-
Notifications
You must be signed in to change notification settings - Fork 1.2k
Description
PySDK Version
- PySDK V2 (2.x)
- PySDK V3 (3.x)
Describe the bug
In v2, it was possible to pass pipeline variables to environment variables into an Estimator. For example, an environment variable "RANDOM_STATE" could be set to a value given as a pipeline variable. This does not work in v3 in a ModelTrainer instance, resulting in a validation error: ValidationError: 1 validation error for ModelTrainer. A similar issue exists in the HyperparameterTuner which does not accept a pipeline variable for the random_seed, returning ValidationError: 1 validation error for HyperParameterTuningJobConfig.
To reproduce
Create ModelTrainer instance and pass a pipeline parameter into the environment argument dictionary.
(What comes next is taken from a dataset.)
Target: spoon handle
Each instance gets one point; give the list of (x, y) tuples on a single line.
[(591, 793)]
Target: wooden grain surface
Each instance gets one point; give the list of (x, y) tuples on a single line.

Create a HyperparameterTuner instance and pass a pipeline parameter into the random_seed argument.
model = ModelTrainer(
source_code=source_code,
compute=compute,
networking=self.networking,
base_job_name=base_job_name,
training_image=self.image_uris["train"],
output_data_config=OutputDataConfig(
s3_output_path=Join(
on="/",
values=[
self.s3_uri_runtime,
ExecutionVariables.PIPELINE_EXECUTION_ID,
"02_mt_output",
],
),
kms_key_id=self.aws_params["kms_key_hub"],
),
stopping_condition=StoppingCondition(max_runtime_in_seconds=28800),
role=self.aws_params["exec_role"],
sagemaker_session=self.pipeline_session,
environment={
"RANDOM_STATE": self.pipeline_params["RandomState"].to_string(), # <-- This line causes issues
**self.default_env_vars,
},
)
hyperparameter_tuner = HyperparameterTuner(
model_trainer=model,
base_tuning_job_name=base_job_name,
metric_definitions=metric_definitions,
objective_metric_name=self.hpt_params["objective_metric_name"],
objective_type=self.hpt_params["objective_type"],
hyperparameter_ranges=self.hpt_params["hyperparameter_ranges"],
max_jobs=self.hpt_params["max_jobs"],
strategy="Bayesian",
max_parallel_jobs=4,
random_seed=self.pipeline_params["RandomState"], # <-- This line causes issues
tags=self.tags,
)
Expected behavior
Pipeline variables should be able to affect environment variables, as well as the random_seed argument of the HyperparameterTuner.
System information
A description of your system. Please provide:
- SageMaker Python SDK version: 3.5.0
Additional context
This is a roadblock for us regarding a migration from v2 to v3.